Todo esse esforço tem dado resultados significativos que vão além do debate ‘esporte ou entretenimento’. Hoje a empresa tem 30 colaboradores. São 30 famílias sendo beneficiadas após tanto sacrifício. 30 parceiros que embarcaram nesse sonho comigo e hoje, com orgulho, trabalhamos diariamente no “RIO – Raised in Oblivion”, um game que é encenado em um Brasil pós-apocalíptico, na região do Vidigal, no Rio de Janeiro. Em 2019 fomos escolhidos como melhor jogo independente produzido de modo autônomo pela ‘Brasil Game Show’ daquele ano.

Que orgulho!

Percebe que a minha história pode ser comparada a outros jovens e muitos deles ficarão pelo caminho? Fiz a diferença na minha vida, dos meus familiares e colaboradores e sigo com essa missão de dar oportunidade e autonomia para outras pessoas.

O meu jogo somado a web 3.0 agora se chama RIO-X , vai se transformar em um blockchain game focado no conceito ‘play and earn’, vai se relacionar com o metaverso. Vai possibilitar a milhares de jovens ganharem dinheiro jogando, indo além do esporte e sem precisar estar em um grande time de eSports.

A cadeia dos jogos eletrônicos deve ser enxergada além de uma mera discussão se é esporte ou não. Ele é parte da economia criativa! Temos programadores, designers, jogadores, campeonatos, marketing, licenças, nft´s, entre tantas outras possibilidades.
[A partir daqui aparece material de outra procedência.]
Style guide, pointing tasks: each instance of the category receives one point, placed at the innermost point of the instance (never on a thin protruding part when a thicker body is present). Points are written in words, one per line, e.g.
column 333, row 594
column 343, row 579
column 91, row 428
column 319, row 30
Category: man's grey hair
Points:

Pensemos nos eSports como uma ferramenta de inclusão, de políticas públicas – não só de benefícios para o setor, mas para que mais jovens tenham acesso à tecnologia e quem sabe a chance de uma vida melhor, pois os eSports mudaram a minha vida!

Jhoniker Braulio, CEO da First Phoenix Studio, empresa brasileira de desenvolvimento de jogos eletrônicos fundada em 2019.